PS 1: A propos, dans un communiqué de presse daté du 7 janvier, Monsanto annonce la mise sur le marché des semences d'un blé résistant à la sécheresse. A suivre comme l'on dit.
PS 2: A noter encore que l'Association suisse des sélectionneurs fêtent en 2009 son centième anniversaire.
23:17 | Lien permanent | Commentaires (4)
Commentaires
Une idée intéressante. Surtout si l'on peut établir un lien plus clair entre "manger bio" et "améliorer sa santé". Parce que se gaver de graisses bio, par exemple, ce n'est pas forcément l'idéal.
Une remarque tout de même. La taxe CO2 EST un impôt. Qui comme tous les impôts (en principe), est redistribué en services à la population: construire des routes, des hopitaux, payer des fonctionnaires, c'est censé être utile. Et les gens qui paient ne sont pas forcément ceux qui en bénéficient.
L'histoire de la redistribution par les caisses maladies, c'est juste un gimmick rose-vert, pour comme on dit, cacher les saletés du chat... à mon avis de mauvais aloi. Mieux vaudrait clairement utiliser cet argent à soutenir par exemple les énergies renouvelables, l'isolation des bâtiments, le filtrage des émissions industrielles ou pourquoi pas, l'agriculture bio. Ce serait plus logique.
Et trouver d'autres moyens de diminuer les coûts de la santé. Y compris, là je sais que je vais faire bondir, en réfléchissant à un système de bonus-malus sur les primes de ceux qui sciemment ont des attitudes à risque : fumeurs, alcooliques, toxicomanes... ou trop gros mangeurs (clin d'oeil à un ami).
Écrit par : Philippe Souaille | 12/01/2009
Très amusant.
Les caisses d'assurances maladie étaient des entreprises privées en 1993, tout comme en 2009.

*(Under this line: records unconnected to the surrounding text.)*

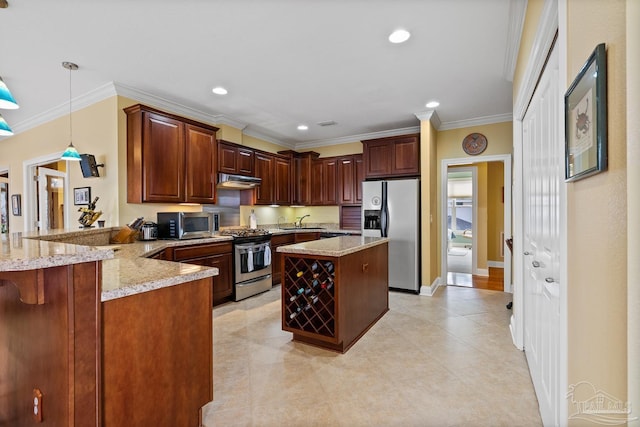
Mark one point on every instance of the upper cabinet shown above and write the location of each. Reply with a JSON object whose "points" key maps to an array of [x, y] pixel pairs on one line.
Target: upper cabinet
{"points": [[170, 159], [392, 157], [234, 159], [350, 177], [275, 172], [324, 185]]}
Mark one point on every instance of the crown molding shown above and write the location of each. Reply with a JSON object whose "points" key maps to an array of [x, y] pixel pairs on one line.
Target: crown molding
{"points": [[356, 138], [174, 107], [96, 95], [545, 36], [517, 13], [487, 120], [430, 115], [254, 133]]}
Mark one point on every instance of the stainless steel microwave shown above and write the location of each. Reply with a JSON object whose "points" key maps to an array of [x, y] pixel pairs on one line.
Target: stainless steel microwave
{"points": [[187, 225]]}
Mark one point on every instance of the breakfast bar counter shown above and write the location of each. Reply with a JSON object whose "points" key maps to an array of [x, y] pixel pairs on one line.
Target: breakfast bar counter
{"points": [[334, 290], [78, 320]]}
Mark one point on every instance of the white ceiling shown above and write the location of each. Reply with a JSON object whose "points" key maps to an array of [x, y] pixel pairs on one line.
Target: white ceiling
{"points": [[284, 62]]}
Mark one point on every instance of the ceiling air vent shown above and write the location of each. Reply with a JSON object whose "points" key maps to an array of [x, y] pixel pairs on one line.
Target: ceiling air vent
{"points": [[327, 123]]}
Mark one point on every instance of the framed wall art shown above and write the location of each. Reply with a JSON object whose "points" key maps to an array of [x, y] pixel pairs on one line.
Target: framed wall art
{"points": [[81, 196], [585, 105]]}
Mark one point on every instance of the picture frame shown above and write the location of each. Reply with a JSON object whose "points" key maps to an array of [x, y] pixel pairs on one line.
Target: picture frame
{"points": [[16, 204], [585, 104], [81, 196]]}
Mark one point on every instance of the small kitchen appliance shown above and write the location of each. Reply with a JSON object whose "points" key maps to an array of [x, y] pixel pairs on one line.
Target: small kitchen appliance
{"points": [[187, 225]]}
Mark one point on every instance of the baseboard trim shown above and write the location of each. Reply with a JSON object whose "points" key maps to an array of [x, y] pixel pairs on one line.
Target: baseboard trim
{"points": [[429, 291], [482, 272]]}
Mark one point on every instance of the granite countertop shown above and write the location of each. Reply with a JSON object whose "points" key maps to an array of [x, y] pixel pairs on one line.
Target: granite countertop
{"points": [[20, 254], [333, 247], [125, 268]]}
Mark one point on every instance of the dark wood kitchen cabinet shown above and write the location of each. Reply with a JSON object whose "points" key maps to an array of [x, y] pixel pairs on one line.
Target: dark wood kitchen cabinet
{"points": [[324, 174], [235, 159], [219, 255], [350, 177], [300, 176], [393, 156], [264, 169], [170, 159]]}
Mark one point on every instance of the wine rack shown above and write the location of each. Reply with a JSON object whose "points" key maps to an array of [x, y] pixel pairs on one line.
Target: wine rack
{"points": [[309, 296]]}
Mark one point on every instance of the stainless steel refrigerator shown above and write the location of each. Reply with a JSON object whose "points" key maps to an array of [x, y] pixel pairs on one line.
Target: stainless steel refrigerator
{"points": [[392, 209]]}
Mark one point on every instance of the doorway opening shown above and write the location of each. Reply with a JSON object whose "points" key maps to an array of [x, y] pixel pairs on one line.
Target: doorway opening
{"points": [[476, 220], [461, 222], [47, 199]]}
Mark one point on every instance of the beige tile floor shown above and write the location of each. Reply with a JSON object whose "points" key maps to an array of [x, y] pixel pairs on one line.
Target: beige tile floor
{"points": [[445, 360]]}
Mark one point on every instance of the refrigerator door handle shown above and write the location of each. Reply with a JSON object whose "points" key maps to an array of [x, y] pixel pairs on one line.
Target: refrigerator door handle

Je doute fort qu'en 1993, les caisses perdaient de l'argent.
Pourtant, à y regarder de plus près; www.stop-lamal.ch ; entre ces deux dates, il y a une augmentation financière de 300%, mais aussi une augmentation de la franchise et une réduction du catalogue des prestations.
Je prend comme année de référence 1993 parce que c'est la dernière année, avant la votation de 1994 sur la LAMal, introduite en 1996.

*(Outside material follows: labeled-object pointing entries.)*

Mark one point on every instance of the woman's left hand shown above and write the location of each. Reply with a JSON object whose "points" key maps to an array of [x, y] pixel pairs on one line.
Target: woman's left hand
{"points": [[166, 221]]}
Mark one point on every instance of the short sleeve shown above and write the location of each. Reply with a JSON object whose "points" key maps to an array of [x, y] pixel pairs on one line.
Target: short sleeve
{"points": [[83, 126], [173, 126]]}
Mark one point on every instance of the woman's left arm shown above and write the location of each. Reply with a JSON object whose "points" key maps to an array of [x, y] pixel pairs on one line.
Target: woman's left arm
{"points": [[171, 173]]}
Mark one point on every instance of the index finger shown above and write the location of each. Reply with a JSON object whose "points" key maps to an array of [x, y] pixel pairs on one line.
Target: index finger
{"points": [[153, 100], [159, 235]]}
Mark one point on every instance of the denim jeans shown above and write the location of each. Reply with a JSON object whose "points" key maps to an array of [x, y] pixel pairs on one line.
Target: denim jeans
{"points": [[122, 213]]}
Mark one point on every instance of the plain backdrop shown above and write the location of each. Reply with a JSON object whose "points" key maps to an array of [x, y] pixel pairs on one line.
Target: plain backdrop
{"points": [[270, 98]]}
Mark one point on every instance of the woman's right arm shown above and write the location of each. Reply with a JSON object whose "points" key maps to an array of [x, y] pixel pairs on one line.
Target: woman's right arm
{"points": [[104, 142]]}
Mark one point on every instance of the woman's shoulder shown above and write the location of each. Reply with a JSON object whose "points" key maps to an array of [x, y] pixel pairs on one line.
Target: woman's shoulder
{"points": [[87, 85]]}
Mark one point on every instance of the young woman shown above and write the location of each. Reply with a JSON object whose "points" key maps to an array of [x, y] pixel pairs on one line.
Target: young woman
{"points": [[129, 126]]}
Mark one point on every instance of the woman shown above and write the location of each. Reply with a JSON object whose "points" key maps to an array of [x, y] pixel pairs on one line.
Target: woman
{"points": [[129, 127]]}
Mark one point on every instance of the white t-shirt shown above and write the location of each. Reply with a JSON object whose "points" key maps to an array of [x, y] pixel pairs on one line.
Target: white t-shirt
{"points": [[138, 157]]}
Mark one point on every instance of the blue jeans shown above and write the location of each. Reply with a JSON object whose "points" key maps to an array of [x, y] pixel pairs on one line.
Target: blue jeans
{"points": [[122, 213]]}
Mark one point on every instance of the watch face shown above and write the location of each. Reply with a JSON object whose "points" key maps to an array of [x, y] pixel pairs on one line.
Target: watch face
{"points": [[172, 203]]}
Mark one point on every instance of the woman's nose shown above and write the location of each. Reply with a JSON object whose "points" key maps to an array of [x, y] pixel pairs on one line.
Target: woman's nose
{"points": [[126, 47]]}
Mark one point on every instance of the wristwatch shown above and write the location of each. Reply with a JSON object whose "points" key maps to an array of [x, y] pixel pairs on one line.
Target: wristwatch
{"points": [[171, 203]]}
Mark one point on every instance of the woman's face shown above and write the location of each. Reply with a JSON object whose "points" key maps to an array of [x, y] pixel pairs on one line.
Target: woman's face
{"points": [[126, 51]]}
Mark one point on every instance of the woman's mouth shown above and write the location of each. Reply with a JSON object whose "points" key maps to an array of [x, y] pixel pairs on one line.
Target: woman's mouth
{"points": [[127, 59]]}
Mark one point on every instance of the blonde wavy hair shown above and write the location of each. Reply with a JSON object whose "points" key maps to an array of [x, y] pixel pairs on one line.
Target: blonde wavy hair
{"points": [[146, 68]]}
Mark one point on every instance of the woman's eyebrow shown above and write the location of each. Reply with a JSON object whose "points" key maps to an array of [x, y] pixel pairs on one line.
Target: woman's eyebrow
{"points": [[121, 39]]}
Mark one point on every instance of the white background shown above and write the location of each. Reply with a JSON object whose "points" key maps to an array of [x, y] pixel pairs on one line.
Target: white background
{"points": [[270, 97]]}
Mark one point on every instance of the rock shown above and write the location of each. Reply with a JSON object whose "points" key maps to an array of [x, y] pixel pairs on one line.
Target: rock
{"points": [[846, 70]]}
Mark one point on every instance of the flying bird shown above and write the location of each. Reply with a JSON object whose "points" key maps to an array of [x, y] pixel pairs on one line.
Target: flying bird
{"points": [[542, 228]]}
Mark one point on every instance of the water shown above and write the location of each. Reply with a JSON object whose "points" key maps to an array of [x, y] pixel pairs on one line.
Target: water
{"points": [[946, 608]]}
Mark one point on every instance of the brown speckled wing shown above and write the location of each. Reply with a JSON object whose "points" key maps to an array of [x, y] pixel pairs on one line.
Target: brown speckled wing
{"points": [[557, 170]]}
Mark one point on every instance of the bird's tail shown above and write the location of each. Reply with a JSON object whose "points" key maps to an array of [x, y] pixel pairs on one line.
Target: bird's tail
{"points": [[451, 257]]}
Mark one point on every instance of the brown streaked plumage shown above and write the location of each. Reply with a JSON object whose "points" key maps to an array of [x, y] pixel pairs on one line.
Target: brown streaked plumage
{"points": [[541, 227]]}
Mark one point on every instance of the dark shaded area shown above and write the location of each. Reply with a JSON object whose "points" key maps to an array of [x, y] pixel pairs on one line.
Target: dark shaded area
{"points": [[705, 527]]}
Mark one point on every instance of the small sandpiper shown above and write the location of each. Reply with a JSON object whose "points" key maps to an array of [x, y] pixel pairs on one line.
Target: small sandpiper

Ruth Dreifuss et le Conseil Fédéral in corpore de l'époque nous ont menti et ce mensonge continue.
Écrit par : Victor DUMITRESCU | 12/01/2009
"La taxe CO2 EST un impôt. Qui comme tous les impôts (en principe), est redistribué en services à la population: construire des routes, des hopitaux, payer des fonctionnaires, c'est censé être utile. Et les gens qui paient ne sont pas forcément ceux qui en bénéficient."
Grosse contre-vérité. La taxe CO2 n'EST PAS UN IMPÒT.

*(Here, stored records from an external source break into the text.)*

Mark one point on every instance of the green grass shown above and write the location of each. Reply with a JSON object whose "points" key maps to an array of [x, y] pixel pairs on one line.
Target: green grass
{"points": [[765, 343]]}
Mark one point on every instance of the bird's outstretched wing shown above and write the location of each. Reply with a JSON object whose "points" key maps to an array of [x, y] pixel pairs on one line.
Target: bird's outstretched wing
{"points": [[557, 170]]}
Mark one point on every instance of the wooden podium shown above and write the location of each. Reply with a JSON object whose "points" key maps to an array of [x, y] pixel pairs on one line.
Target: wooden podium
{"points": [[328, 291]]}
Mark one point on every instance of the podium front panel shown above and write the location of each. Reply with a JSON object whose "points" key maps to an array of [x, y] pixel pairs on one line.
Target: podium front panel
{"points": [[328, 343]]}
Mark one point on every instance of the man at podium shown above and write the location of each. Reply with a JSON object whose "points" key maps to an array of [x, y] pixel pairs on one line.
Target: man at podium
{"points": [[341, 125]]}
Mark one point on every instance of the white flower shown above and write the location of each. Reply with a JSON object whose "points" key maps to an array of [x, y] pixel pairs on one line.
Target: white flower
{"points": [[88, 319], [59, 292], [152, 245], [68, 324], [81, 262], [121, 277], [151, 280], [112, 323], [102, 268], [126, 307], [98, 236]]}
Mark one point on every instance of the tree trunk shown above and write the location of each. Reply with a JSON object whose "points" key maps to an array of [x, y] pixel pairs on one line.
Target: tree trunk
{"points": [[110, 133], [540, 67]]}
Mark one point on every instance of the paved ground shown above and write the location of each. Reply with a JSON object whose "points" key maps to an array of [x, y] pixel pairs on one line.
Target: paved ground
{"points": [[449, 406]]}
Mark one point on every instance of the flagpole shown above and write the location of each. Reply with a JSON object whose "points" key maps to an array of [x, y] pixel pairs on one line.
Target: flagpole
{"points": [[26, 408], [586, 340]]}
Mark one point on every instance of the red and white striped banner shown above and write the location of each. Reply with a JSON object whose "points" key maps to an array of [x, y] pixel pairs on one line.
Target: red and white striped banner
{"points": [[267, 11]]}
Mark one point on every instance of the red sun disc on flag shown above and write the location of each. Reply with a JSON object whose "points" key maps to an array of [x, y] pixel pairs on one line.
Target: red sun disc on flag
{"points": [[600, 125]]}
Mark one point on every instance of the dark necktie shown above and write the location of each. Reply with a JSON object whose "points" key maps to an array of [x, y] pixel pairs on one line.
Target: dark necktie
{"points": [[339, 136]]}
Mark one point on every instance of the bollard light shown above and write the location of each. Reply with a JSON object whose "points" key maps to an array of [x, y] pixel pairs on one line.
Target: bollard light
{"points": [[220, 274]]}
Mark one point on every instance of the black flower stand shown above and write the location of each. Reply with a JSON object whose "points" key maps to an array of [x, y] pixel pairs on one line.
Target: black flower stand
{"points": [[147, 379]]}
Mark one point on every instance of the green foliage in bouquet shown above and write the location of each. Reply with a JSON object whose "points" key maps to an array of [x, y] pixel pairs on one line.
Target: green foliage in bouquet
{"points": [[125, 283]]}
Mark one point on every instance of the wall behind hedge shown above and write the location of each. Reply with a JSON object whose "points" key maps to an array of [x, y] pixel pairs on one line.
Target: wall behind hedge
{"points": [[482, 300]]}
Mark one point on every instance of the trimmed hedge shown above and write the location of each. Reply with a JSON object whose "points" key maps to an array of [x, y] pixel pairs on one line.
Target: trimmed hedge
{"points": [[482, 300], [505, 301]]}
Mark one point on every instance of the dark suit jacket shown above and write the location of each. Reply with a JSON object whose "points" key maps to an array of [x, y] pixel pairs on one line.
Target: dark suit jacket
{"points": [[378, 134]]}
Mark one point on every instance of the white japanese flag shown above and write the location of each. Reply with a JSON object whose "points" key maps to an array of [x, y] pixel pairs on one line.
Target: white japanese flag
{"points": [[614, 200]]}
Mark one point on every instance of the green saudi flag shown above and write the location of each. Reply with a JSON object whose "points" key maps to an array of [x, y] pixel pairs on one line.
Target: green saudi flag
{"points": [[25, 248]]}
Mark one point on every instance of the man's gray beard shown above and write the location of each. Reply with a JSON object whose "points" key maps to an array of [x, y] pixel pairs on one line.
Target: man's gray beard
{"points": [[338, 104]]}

A l'heure actuelle, la taxe CO2 qui frappe le mazout n'est en aucun cas perçu pour rendre un quelquonque service comme constuire des routes et des hôpitaux, ou même payer des fonctionnaires. Tout le produit de la taxe est reversé directement à la population, sur le principe d'une personne=une part.
Par contre vous avez raison de dire que ceux qui paient ne sont pas ceux qui en bénéficient: ceux qui ont un appartement mal isolé chauffé au mazout paie ceux qui on des maisons minergie avec pompe à chaleur.
Pour l'instant on ne s'en rend pas compte, car il y 2 ans de déclage entre la perception et la redistribution. Le produit de la taxe 2008 sera redistribuée en 2010.
Écrit par : PtitSuisse | 12/01/2009
P'tit suisse, c'est exactement ce que je dis, mais peut-être mal exprimé.
La Taxe C02 est comme son nom l'indique une taxe. Donc un impôt indirect. Elle est redistribuée aux suisses sous forme de subsides, sous la forme une personne une part. C'est donc non seulement un impôt indirect, mais aussi un impôt redistributif.
Et donc comme n'importe quel impôt, elle sert la collectivité. Habituellement, les impôt servent la collectivité en lui assurant des services, là, c'est une redistribution directe, mais c'est la même chose. Les impôts servent à faire que les écoles soient gratuites, les routes aussi, les TPG moins chers, etc...
Je n'ai jamais dit que la Taxe CO2 servait à faire des routes, mais ma phrase était peut-être mal ponctuée.
En revanche, selon moi, plutôt que d'être redistribuée directement aux citoyens, ce qui est démagogique, elle devrait intégralement servir à la dépollution et à la préservation de l'environnement.